02.02. - Oczyszczenie

„Zachowaj mnie, Boże, bo Tobie zaufałem! Rzekłem Panu: Ty jesteś moim Panem, moje dobro pochodzi od Ciebie... Pan jest bogactwem moim i przeznaczeniem. Ty strzeżesz mojego losu" (Ps 16,1-2.5).

1. Maryja doskonale wypełniła to wszystko, czego wymagało prawo żydowskie od kobiety, która została matką. Nie było to Jej obowiązkiem, ponieważ została powołana do najwspanialszego macierzyństwa, zachowując doskonałe dziewictwo. Ale była to tajemnica zakryta przed oczami ludzi; a z drugiej strony Maryja miała wielkie pragnienie złożenia ofiary Panu.

W rzeczywistości tego dnia zostały złożone trzy ofiary: prorokini Anny, starca Symeona oraz Maryi i Jezusa. Anna, wdowa i święta kobieta, „nie opuszczała | świątyni i służyła Bogu, poszcząc i modląc się dniem i nocą”. Ofiara wspaniałomyślna, pełna uczucia, wytrwała, nieustanna. Jej dusza, umartwiona we wszystkich swoich zmysłach, żyła jedynie dla Boga.

2. Starzec Symeon otrzymał zapewnienie, że nie umrze, zanim na własne oczy nie zobaczy Zbawiciela. Zobaczył Dziecię przyniesione przez Maryję; uznał w nim Mesjasza i z miłością wziął Go na swoje ramiona. Wtedy ofiarował swoje życie Bogu: „Teraz, o Władco, zgodnie z Twoim słowem pozwalasz swemu słudze odejść w pokoju. Bo moje oczy ujrzały Twoje zbawienie, które przygotowałeś wszystkim narodom: światło na oświecenie pogan i chwałę ludu Twego”.

Najdoskonalsza była ofiara Jezusa i Maryi, którzy w pełni poświęcili się Panu. Była to ofiara wyrażona nie tylko słowami i uczuciem, ale była ona rzeczywista i efektywna. Jezus był Ofiarą-Hostią przeznaczoną do wielkiej ofiary na krzyżu. Maryja była gotowa i ofiarowała samą siebie, aby stać się Współodkupicielką: „Twoją duszę miecz przeszyje”. Ta pełna i definitywna ofiara nigdy nie została odwołana; co więcej, dokonała się w sposób pełny na Kalwarii.
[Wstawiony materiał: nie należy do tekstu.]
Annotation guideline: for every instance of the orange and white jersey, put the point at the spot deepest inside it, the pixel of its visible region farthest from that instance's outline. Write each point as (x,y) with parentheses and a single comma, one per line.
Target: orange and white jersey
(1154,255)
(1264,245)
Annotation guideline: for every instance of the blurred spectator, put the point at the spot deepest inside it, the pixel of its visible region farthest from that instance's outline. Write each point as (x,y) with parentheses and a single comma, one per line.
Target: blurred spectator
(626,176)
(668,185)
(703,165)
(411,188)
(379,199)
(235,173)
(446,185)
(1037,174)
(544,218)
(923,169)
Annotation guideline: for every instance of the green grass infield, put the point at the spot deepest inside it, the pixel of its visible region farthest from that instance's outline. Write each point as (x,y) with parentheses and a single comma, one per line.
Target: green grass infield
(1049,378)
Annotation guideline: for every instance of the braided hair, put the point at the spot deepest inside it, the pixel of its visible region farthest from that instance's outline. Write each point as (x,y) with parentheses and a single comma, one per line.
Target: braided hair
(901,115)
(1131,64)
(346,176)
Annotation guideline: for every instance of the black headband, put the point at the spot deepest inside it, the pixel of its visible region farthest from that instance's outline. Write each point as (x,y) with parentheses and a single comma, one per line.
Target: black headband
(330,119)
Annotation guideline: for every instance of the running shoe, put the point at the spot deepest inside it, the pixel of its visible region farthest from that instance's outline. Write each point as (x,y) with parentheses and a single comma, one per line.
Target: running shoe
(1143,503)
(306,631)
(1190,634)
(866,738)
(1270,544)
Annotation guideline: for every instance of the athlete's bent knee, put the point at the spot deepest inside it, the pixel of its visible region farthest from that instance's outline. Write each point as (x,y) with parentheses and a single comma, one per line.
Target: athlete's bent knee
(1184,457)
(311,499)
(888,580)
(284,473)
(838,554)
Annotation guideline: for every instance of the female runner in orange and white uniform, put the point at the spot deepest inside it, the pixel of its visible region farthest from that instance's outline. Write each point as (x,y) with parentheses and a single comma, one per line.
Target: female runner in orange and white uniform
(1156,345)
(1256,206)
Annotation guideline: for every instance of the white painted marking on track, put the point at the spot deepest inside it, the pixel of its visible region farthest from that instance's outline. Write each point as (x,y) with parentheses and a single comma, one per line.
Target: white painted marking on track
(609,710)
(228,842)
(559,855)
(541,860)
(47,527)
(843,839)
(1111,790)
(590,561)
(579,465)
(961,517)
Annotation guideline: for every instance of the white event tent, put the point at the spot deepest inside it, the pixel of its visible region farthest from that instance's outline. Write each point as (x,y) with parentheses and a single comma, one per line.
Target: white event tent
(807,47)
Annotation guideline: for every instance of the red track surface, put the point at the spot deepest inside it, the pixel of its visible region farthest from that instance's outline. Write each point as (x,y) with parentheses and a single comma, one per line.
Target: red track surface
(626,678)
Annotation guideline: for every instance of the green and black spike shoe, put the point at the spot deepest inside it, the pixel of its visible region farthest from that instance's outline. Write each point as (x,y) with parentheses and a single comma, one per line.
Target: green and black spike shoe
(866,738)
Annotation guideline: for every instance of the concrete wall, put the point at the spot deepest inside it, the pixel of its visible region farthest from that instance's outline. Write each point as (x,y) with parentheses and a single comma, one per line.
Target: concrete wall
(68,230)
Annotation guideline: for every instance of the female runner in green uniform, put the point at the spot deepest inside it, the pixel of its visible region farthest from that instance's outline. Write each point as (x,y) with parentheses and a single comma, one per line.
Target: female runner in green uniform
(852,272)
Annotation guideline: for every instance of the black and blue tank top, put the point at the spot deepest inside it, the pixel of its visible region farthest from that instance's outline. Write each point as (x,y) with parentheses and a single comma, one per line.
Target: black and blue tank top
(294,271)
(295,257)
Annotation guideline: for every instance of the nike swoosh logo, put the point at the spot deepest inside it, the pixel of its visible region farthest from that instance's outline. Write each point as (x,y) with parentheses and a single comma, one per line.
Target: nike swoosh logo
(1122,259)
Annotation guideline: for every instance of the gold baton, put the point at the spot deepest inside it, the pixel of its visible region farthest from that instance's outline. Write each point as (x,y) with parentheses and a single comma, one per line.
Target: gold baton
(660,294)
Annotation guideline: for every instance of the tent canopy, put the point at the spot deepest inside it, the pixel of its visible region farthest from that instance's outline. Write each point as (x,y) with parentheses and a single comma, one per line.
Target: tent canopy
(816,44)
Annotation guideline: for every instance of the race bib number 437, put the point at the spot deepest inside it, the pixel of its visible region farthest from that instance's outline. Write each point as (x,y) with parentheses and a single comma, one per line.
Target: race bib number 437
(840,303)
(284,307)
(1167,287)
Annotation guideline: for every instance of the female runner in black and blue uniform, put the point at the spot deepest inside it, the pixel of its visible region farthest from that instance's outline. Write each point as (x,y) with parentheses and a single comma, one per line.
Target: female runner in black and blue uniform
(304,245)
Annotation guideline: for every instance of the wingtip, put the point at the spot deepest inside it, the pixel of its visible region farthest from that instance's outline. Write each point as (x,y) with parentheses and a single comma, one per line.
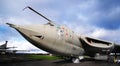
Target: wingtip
(11,25)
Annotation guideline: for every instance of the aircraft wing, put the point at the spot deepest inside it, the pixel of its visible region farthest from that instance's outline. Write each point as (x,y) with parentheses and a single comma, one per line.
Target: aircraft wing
(93,46)
(116,48)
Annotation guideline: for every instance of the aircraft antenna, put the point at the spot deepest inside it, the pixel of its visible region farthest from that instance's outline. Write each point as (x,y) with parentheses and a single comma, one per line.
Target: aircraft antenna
(38,13)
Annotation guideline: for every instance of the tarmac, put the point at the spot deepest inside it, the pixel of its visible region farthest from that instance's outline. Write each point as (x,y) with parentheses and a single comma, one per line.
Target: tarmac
(18,61)
(56,63)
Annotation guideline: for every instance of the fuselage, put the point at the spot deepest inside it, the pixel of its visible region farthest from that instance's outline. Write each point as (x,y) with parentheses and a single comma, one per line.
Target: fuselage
(51,38)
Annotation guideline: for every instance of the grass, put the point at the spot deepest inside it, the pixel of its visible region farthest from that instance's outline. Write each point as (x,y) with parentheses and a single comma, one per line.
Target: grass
(42,57)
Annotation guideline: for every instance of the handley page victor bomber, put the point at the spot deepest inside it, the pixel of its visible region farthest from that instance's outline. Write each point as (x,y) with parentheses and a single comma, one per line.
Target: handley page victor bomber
(62,41)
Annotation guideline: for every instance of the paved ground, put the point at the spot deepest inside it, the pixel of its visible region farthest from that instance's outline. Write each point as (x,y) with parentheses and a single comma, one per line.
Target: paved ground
(21,61)
(57,63)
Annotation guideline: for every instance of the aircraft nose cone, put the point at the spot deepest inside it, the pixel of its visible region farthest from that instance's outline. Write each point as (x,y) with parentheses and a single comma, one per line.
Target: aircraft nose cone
(11,25)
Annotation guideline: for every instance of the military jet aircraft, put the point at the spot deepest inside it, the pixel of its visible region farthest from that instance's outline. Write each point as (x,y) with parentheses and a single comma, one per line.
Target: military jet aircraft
(4,49)
(62,41)
(7,50)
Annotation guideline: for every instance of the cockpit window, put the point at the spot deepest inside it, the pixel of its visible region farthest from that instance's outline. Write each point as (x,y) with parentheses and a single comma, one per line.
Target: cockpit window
(49,23)
(40,36)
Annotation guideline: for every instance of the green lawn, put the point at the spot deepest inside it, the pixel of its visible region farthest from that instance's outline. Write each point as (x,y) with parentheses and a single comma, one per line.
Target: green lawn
(42,57)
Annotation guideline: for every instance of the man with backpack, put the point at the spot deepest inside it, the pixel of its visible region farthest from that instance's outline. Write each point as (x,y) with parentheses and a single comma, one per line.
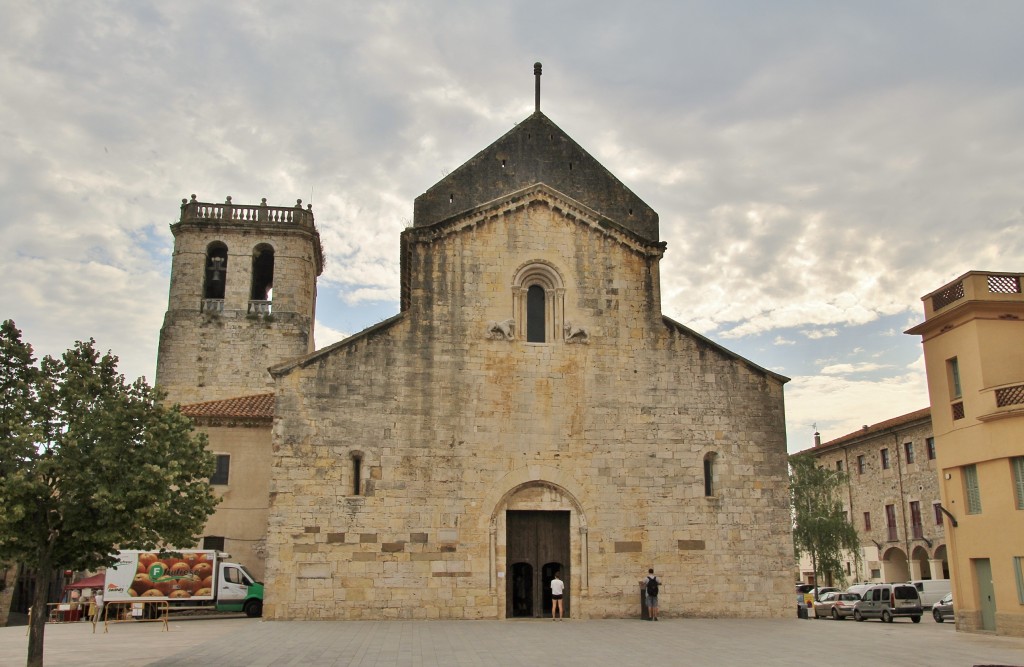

I tak Anna ofiarowała wszystkie swoje zmysły; Symeon swoje życie; Maryja i Jezus całych siebie, rzeczywiście, w całej pełni.

3. Nasza ofiara niech będzie:

Konsekracją naszego ciała i jego zmysłów: wzroku, słuchu, dotyku, smaku, języka, powonienia. 

Poświęceniem Bogu całego życia: wszystko, zawsze i jedynie zgodnie z wolą Boga.

Poświęceniem, które będzie ofiarą i zadośćuczynieniem za dusze; apostolstwo cierpienia i modlitwy.

Rachunek sumienia. - Czy cały i świadomie należę do Boga? Oddałem mu całe moje ciało i wszystkie jego zmysły? Przyjmuję śmierć? Cierpię z intencją współpracy w dziele zbawienia braci?

Postanowienie. - Każdego dnia ofiaruję się Panu przez Maryję i w pełnej z Nią jedności.

Modlitwa. - Maryjo i Jezu, duchowo towarzyszę Wam w Waszej pielgrzymce do świątyni, gdzie składacie Waszą ofiarę. Chciałbym żyć zawsze i we wszystkim w pełnej jedności z Bogiem; i jedynie dla Boga! Nic dla mnie; ani dla mojej pychy; ani dla mojego ciała; ani dla rzeczy ziemskich. Tylko Ty, Boże, jesteś wszystkim, a wszystkie rzeczy istnieją dla Ciebie i mają służyć w doprowadzeniu dusz do Ciebie. Chwała na wysokości Bogu, a na ziemi pokój ludziom dobrej woli.

za: J. Alberione, Krótkie medytacje na każdy dzień roku, Edycja Świętego Pawła, Częstochowa 2014.